Мы, как обычно, занимались звеньями. Но эта система на его уроках совершенно теряла свой смысл, потому что старик Драмбян вообще не замечал не только звеньев, но и всего класса. На каждом уроке он кого-нибудь наказывал и ставил провинившегося в угол, как маленького. Провинившийся фактически становился его единственным учеником: Драмбян обращался только к нему, все объяснял только ему, а так как чаще всех в углу оказывались Чко, Шушик и еще несколько учеников, которые прекрасно учились по математике, то Драмбян приходил в хорошее настроение:
— То-то! Видишь, а ты говорил, не получится. Самое главное — здесь вместо минуса поставить плюс. Понял?
— Понял.
— Ну, повтори.
Объяснив наказанному новый урок, он вдруг замечал класс, изумлялся, потом, глядя на стоящего в углу ученика, говорил:
— А тебя кто тут поставил? Ну-ка, марш на место!
В те редкие дни, когда он никого не наказывал, Драмбян останавливал свой взгляд на ком-нибудь одном и объяснял урок только ему. Но он объяснял так интересно и мы так любили его слушать, что после урока у нас появлялось желание непременно поколотить коротышку Тачата, который упорно называл Драмбяна не по фамилии, а просто — «Равенство».
Старика Драмбяна мы любили. И он нас любил.
Не жаловал только одного Асатура, и мне казалось, что мы полюбили Драмбяна именно за это. А не любил он его за то, что в те дни, когда случайно бывал наказан Асатур, урок никак не клеился.
Математика была слабым местом Асатура. По остальным предметам он учился хорошо и пользовался благосклонностью учителей, а на уроках математики терялся и бледнел, и Драмбян не мог втолковать ему даже самую простую задачу. В такие дни наш учитель особенно часто повторял:
— Ва, послушай-ка, товарищ, и это восьмой класс?..
Когда раздавался звонок, Драмбян чертил на доске крест и выходил из класса.

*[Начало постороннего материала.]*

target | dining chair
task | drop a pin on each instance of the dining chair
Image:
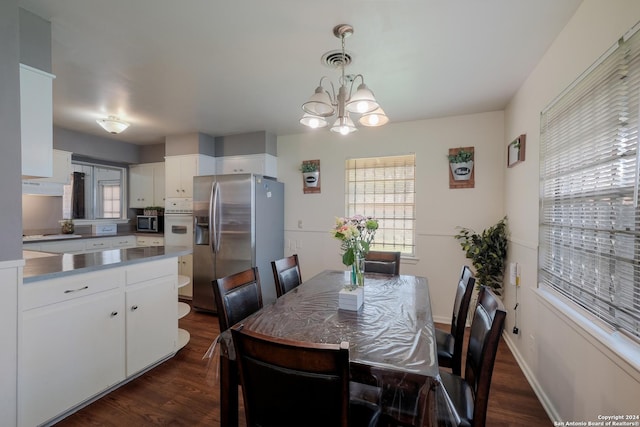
(382, 262)
(468, 397)
(286, 274)
(293, 383)
(237, 296)
(449, 343)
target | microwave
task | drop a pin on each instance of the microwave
(150, 223)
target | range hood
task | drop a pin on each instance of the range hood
(40, 188)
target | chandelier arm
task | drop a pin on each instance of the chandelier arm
(332, 94)
(353, 81)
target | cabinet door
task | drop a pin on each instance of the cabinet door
(68, 352)
(172, 176)
(188, 169)
(36, 122)
(185, 268)
(61, 168)
(158, 184)
(141, 186)
(152, 322)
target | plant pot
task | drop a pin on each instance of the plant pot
(461, 171)
(311, 178)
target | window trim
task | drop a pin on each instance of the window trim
(351, 165)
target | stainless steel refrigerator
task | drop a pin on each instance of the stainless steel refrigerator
(238, 224)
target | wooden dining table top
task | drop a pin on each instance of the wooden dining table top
(393, 329)
(391, 337)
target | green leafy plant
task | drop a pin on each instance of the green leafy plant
(461, 156)
(308, 167)
(488, 253)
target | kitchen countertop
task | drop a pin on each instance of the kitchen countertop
(43, 266)
(55, 237)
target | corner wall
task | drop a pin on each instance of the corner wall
(310, 217)
(576, 375)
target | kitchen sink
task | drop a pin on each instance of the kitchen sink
(50, 237)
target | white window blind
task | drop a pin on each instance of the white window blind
(384, 188)
(589, 218)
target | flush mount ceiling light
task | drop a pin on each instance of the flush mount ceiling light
(324, 104)
(112, 124)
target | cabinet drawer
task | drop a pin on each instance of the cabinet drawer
(152, 270)
(38, 294)
(103, 243)
(123, 242)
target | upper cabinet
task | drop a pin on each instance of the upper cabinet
(52, 186)
(147, 185)
(36, 122)
(261, 164)
(180, 170)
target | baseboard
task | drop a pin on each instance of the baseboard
(542, 396)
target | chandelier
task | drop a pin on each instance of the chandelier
(324, 104)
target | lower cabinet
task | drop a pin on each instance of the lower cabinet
(69, 351)
(82, 334)
(151, 306)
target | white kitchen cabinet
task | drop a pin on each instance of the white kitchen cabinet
(147, 185)
(149, 241)
(83, 334)
(64, 246)
(72, 343)
(36, 122)
(54, 185)
(152, 317)
(180, 170)
(185, 268)
(122, 242)
(260, 164)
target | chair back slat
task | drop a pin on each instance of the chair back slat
(292, 383)
(286, 274)
(237, 296)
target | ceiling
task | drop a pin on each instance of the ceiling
(226, 67)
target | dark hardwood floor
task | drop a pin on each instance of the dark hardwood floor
(183, 391)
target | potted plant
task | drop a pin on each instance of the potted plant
(461, 163)
(488, 253)
(310, 173)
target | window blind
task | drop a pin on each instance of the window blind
(384, 188)
(589, 218)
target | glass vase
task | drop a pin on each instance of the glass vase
(357, 271)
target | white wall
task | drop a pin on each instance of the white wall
(576, 375)
(438, 209)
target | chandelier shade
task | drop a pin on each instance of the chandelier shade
(314, 121)
(324, 103)
(362, 101)
(344, 125)
(375, 118)
(113, 125)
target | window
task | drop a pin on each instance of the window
(384, 188)
(96, 191)
(589, 216)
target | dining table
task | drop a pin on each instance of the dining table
(391, 338)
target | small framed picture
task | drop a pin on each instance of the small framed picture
(516, 150)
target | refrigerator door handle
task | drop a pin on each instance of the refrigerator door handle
(214, 226)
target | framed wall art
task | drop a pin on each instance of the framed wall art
(516, 150)
(461, 167)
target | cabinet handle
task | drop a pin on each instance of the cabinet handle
(70, 291)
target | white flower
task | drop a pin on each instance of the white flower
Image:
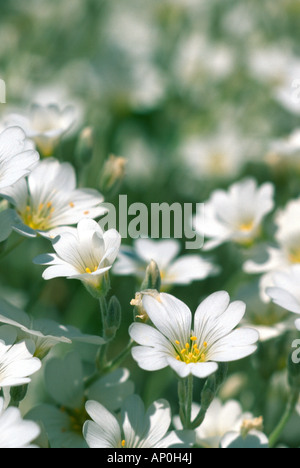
(254, 439)
(44, 124)
(219, 419)
(50, 200)
(64, 416)
(191, 348)
(173, 270)
(286, 290)
(44, 333)
(85, 253)
(17, 157)
(236, 215)
(138, 429)
(14, 431)
(287, 251)
(16, 359)
(289, 146)
(218, 156)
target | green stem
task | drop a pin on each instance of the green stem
(115, 363)
(109, 367)
(101, 355)
(291, 405)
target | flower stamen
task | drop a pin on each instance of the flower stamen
(191, 352)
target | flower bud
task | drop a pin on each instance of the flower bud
(18, 394)
(152, 278)
(294, 372)
(84, 147)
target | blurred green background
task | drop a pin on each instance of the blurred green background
(160, 82)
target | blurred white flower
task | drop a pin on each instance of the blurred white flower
(287, 251)
(49, 200)
(85, 253)
(64, 418)
(186, 348)
(173, 270)
(44, 333)
(254, 439)
(44, 124)
(236, 215)
(15, 432)
(197, 58)
(220, 419)
(17, 156)
(16, 359)
(286, 290)
(138, 429)
(221, 155)
(287, 146)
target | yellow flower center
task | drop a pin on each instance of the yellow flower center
(246, 227)
(40, 217)
(190, 352)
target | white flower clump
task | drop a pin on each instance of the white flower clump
(17, 157)
(191, 348)
(45, 125)
(285, 291)
(138, 429)
(221, 155)
(15, 432)
(236, 215)
(63, 417)
(44, 333)
(17, 362)
(285, 254)
(173, 269)
(85, 253)
(49, 200)
(220, 419)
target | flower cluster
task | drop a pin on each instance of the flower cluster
(117, 331)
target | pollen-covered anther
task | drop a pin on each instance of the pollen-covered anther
(191, 353)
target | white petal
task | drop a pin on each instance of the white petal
(170, 316)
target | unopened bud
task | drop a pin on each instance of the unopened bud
(137, 302)
(248, 425)
(152, 277)
(294, 372)
(18, 394)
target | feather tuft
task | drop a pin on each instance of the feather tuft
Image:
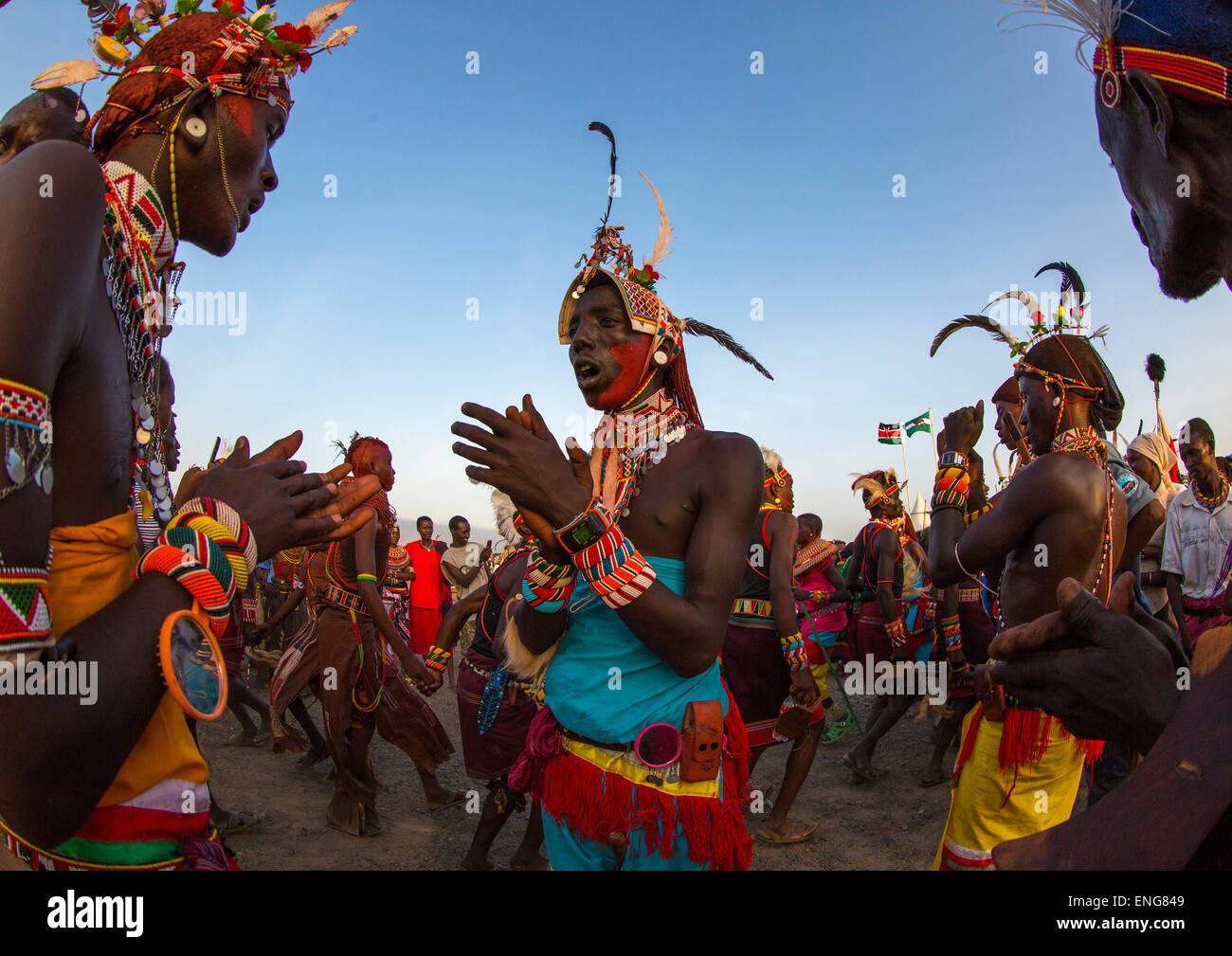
(1091, 19)
(663, 242)
(973, 322)
(323, 16)
(698, 328)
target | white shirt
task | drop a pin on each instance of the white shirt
(1195, 544)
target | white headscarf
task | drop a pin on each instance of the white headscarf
(1154, 446)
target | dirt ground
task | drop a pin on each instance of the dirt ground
(888, 824)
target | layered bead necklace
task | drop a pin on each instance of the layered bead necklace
(140, 281)
(629, 442)
(1087, 442)
(1211, 503)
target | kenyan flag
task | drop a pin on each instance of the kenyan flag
(890, 434)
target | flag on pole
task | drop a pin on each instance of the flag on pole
(890, 434)
(920, 423)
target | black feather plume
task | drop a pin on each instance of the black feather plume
(698, 328)
(973, 322)
(603, 128)
(1070, 280)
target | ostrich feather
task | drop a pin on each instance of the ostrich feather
(65, 73)
(603, 128)
(663, 241)
(1091, 19)
(339, 37)
(698, 328)
(1070, 280)
(973, 322)
(323, 16)
(1026, 298)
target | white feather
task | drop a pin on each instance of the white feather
(65, 73)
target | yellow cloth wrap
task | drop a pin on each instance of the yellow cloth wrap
(1042, 796)
(91, 566)
(617, 763)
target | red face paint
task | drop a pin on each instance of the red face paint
(242, 110)
(631, 356)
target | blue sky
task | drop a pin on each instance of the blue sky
(455, 186)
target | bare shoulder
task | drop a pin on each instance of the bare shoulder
(735, 452)
(62, 181)
(52, 196)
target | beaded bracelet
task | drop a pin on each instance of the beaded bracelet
(229, 519)
(547, 586)
(438, 659)
(615, 570)
(951, 488)
(950, 626)
(25, 610)
(793, 652)
(195, 578)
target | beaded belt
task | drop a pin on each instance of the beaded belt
(344, 599)
(752, 607)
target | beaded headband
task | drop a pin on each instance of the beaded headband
(1191, 75)
(119, 26)
(636, 285)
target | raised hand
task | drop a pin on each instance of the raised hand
(1101, 673)
(964, 427)
(283, 505)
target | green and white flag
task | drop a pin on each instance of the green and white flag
(920, 423)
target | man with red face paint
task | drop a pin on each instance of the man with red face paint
(86, 265)
(1062, 516)
(640, 550)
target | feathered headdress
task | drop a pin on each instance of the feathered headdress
(505, 513)
(876, 485)
(775, 472)
(1187, 45)
(250, 56)
(611, 259)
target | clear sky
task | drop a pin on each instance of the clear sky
(460, 191)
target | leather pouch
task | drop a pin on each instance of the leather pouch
(702, 734)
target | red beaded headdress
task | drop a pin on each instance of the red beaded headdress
(636, 286)
(245, 53)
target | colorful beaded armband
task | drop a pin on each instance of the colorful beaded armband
(25, 610)
(951, 488)
(952, 633)
(615, 570)
(547, 586)
(438, 659)
(209, 581)
(232, 532)
(793, 652)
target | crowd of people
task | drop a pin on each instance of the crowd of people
(660, 616)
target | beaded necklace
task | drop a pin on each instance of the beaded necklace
(1220, 496)
(1087, 442)
(140, 280)
(631, 442)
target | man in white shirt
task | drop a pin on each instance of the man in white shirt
(1196, 533)
(466, 567)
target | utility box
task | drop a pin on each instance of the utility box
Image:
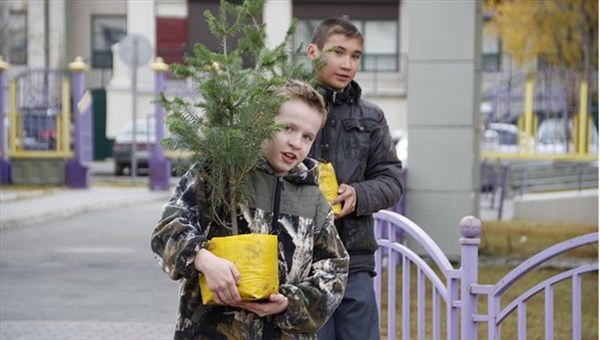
(37, 171)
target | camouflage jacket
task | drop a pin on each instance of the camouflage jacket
(313, 263)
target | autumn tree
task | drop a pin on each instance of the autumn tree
(562, 33)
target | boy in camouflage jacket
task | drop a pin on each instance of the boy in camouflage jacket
(313, 263)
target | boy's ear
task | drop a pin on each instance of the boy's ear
(312, 51)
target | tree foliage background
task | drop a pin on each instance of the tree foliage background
(563, 32)
(237, 104)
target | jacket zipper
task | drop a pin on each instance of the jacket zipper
(276, 202)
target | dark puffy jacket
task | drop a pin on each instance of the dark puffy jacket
(357, 140)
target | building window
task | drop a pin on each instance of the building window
(492, 51)
(380, 52)
(17, 31)
(107, 30)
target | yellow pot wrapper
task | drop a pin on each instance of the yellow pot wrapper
(328, 184)
(255, 256)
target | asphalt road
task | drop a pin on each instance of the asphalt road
(91, 276)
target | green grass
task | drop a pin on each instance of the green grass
(518, 241)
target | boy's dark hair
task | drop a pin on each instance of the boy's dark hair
(331, 26)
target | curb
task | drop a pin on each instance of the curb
(56, 213)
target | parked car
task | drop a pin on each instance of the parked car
(554, 137)
(145, 138)
(502, 137)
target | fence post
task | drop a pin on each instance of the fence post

Перемена после урока математики, особенно в те дни, когда наказывали Асатура, была самой веселой.
Чко тут же после звонка мчался к доске, на ходу ладонью стирал с доски крест, оборачивался к нам и, удивительно похоже копируя Драмбяна, говорил:
— Ва, послушай-ка, товарищ, и это восьмой класс?.. Шахнабатян, в угол! — приказывал он.
Шушик в мгновение ока превращалась в Асатура и молча становилась в угол. Мы покатывались со смеху, а Чко объяснял Шушик — Асатуру, что один плюс один будет два. Шушик — Асатур, тупо уставившись на Чко, прибавляла один к одному и получала одиннадцать.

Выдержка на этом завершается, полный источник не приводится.